Location
- 27118 Silver Spur Road Rolling Hills Estates, California 90274 United States

Information
- Type: Public
- Established: 1964
- CEEB code: 052683
- Principal: Dr. Kyle Garrity
- Faculty: 116 (2024-2025)
- Grades: 9–12
- Enrollment: 2,077 (2024-2025)
- Student to teacher ratio: 21.64
- Colors: Black and gold
- Mascot: Panthers
- Rivals: Palos Verdes High School
- Original name: Rolling Hills High School
- Renamed: 1991
- Website: pvphs.pvpusd.net

= Palos Verdes Peninsula High School =

Public school in Rolling Hills Estates, California

Palos Verdes Peninsula High School is a public high school in Rolling Hills Estates, Los Angeles County, California, United States, in the Los Angeles metropolitan area. The attendance area includes highly affluent cities of Rancho Palos Verdes, Rolling Hills Estates, Rolling Hills, as well as Palos Verdes Estates.

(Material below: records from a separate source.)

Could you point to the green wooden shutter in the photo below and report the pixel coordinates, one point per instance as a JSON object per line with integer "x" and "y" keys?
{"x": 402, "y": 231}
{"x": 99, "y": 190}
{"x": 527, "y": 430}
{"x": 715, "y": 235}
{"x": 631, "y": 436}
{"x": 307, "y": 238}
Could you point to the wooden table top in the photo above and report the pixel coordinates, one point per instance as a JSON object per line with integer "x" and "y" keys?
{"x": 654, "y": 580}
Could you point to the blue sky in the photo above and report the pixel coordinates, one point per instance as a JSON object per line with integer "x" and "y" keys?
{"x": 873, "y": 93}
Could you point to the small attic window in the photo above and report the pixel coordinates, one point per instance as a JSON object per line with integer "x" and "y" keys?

It is considered to be a top-ranked school in the Los Angeles, CA Metro Area (#11) and California (#34), according to US News & World Report.

==History==

The Palos Verdes Peninsula Unified School District (PVPUSD) consolidated its three high schools Palos Verdes High School, Miraleste High School and Rolling Hills High School, into one campus in 1991 when enrollment had declined. The former Rolling Hills High School campus, which originally opened in 1964, was selected as the site for the consolidated high school following the 1991 unification of the district’s three high schools. Among the available campuses — Palos Verdes High, Miraleste High, and Rolling Hills High — it offered the largest facilities, most modern infrastructure, and highest student capacity, making it the most practical choice to accommodate all students under one roof.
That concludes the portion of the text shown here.